What is the right approach to dealing with an abusive family member? How should we respond to someone at work who regularly explodes in anger? Is it unloving to refuse a friend who continually takes advantage of our time and generosity? These questions relate to limits.


In the alcoholic home, if a wife chooses not to limit her drinking, this is her responsibility. The family cannot decide for her what her limits in life are going to be. She is free to be a drunk if she wants to. However, the family can set limits on how they will be affected by it. If she continues to drink, her husband can set limits and say, “I will limit my exposure to your drinking. If you continue to drink, the children and I will move out until you get sober.” He cannot stop her from drinking, but he can stop being affected by it. He can limit his own exposure to the destruction pattern that she is avoiding taking responsibility for.

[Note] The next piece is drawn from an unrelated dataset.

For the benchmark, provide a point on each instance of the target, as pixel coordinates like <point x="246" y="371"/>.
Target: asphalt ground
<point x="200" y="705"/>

The same principle can be applied to abuse. We cannot stop someone from being in denial and not taking responsibility for being abusive, but we can stop exposing ourselves or our kids to the abuse. In such a situation, a woman can take action if her husband is abusive. She can call the police, who will help limit her exposure to the abuser. She can call the church elders, who can come over if her husband gets abusive. She can leave and go to a friend’s house or a shelter for battered women. And when a person begins to draw a line against evil behavior instead of hoping that the hurtful person will limit themselves, things can begin to change. But the person has to take charge of what she will allow herself to be exposed to.


If we can’t set limits ourselves, we need to enlist the aid of others. This is still taking responsibility. If we call the police and ask them to help limit our exposure to an abuser, we are taking responsibility. If we call a friend every time we feel out of control in some area and ask him or her to pray with or counsel us, we are taking responsibility for our own lack of limits.

We all must be long-suffering and forgiving in relationships (see Colossians 3:12 – 14), but at some point, long-suffering enables evil behavior to continue, and limits must be set. Sometimes we can do it alone, and sometimes we will need help.


Here are some examples of acceptable limits to set:

• “I will no longer be with you when you are drunk. If you choose to drink, I will leave until you are sober.”

• “I will no longer allow you to abuse the children. We will move out until you get help.”

• “I will no longer be talked to that way. I will go into the other room until you stop yelling at me and can have a civil conversation.”

• “I will no longer bail you out of financial difficulty. If you choose to overspend again, you will pay the consequences.”

• “I will not lend you my ladder again. Every time you use it, it is returned broken. Please buy your own.”

The examples above illustrate ways of establishing limits on what we will and will not allow. This does not mean that we will not forgive or love, nor does it mean that we will not continue to work on the area of conflict. It does mean that we will require responsible behavior on the other’s part, for only then can the conflict be worked through and resolved. By limiting our exposure, we will be taking the first step in a process that may result in the other person taking responsibility for themselves.


We aren’t to require perfection in others. We should overlook multitudes of things, as the Scripture affirms (see 1 Peter 4:8). But limits must be set in regards to dangerous, repetitive patterns of evil. Not liking some trait or habit of a friend or spouse is one thing. But some things are destructive, and to allow them to go on does not help the person. Evil behavior must be limited.

We are commanded to set limits on what we will tolerate. In Matthew 18:15 – 18, Jesus tells us to limit evil. We “bind” evil (Matthew 18:18) by not allowing it to dominate our homes and relationships. We confront it and do not enable it. If we are dealing with responsible people, we will win them over (see Matthew 18:15). But sometimes we need to set stronger boundaries to bind evil, especially when dealing with abuse. Allowed to continue, abuse has long-term effects on the family. Many hurting adults have expressed the wish that one of their parents had set some limits on the abusive parent in the home. Their lives would then have been much different. Instead, they watched the abusive behavior dominate their home for years and years. Unbridled evil doesn’t subside on its own; it grows. Set limits.